Resolved -
This incident has been resolved.
On November 27, 2023 at 18:46 UTC, we attempted to rotate our OpenID Connect (OIDC) authentication flow certificates. Due to an error in the certificate formatting, we uploaded an invalid certificate configuration that was not observed in our pre-production testing. Our background job servers were unable to start because a valid configuration is required at worker start up. As a result, users experienced delays in Pull Requests, Webhooks, Issues, Actions and Projects. Rollback of the change was slowed by the invalid certificate as our deployment system relied on the same certificate. Rollback was completed at 20:35 UTC. Most services recovered by 20:44 UTC.

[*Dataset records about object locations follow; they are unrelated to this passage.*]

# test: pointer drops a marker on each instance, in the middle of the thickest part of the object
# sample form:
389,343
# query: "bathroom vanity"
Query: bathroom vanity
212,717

Delayed updates to Issues and Pull Requests were applied normally once the changes were rolled back. After the change was rolled back, a large queue of Actions-related jobs built up which included Pull Request, Pull Request review and Pull Request review comment events. About 2.3% of Actions jobs failed during the duration of the incident. Job queue times returned to normal once all remaining jobs were processed.

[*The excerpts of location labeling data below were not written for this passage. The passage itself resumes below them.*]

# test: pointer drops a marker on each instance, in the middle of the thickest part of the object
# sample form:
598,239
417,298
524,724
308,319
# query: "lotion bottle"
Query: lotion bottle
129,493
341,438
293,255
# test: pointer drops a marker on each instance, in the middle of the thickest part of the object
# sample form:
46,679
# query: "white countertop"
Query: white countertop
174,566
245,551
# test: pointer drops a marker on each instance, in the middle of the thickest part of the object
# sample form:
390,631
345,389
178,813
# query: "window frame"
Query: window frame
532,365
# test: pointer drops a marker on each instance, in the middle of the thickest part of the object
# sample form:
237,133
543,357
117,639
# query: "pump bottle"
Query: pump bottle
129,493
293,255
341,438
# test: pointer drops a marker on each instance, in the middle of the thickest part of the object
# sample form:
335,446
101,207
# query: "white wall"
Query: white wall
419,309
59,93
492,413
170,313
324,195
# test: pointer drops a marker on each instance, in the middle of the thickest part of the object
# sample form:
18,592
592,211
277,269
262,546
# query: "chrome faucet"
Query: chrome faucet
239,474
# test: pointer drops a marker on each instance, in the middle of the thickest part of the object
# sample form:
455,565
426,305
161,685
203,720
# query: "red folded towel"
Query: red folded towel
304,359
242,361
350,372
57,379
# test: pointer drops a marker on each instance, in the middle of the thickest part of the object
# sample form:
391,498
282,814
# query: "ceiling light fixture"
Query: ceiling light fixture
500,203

We are working to improve our certificate testing and rotation process to reduce the risk of customer-impacting errors.
Nov 27, 21:11 UTC
Update -
Webhooks is operating normally.
Nov 27, 20:44 UTC
Update -
Issues is operating normally.
Nov 27, 20:44 UTC
Update -
Pull Requests is operating normally.
Nov 27, 20:43 UTC
Update -
Actions customers are experiencing workflow start delays as part of the ongoing PRs incident. We are seeing previously delayed runs kick off and will continue to monitor.
Nov 27, 20:39 UTC
Update -
Actions is experiencing degraded performance. We are continuing to investigate.
Nov 27, 20:30 UTC
Update -
Customers are also experiencing delays in webhook delivery and issue updates. We are seeing recovery and are continuing to monitor.
Nov 27, 20:22 UTC
Update -
Webhooks is experiencing degraded performance. We are continuing to investigate.
Nov 27, 20:16 UTC
Update -
Issues is experiencing degraded performance. We are continuing to investigate.
Nov 27, 20:16 UTC
Update -
Customers are seeing delays in pushed commits appearing on pull requests. We are currently investigating.
Nov 27, 19:46 UTC
Investigating -
We are investigating reports of degraded performance for Pull Requests
Nov 27, 19:43 UTC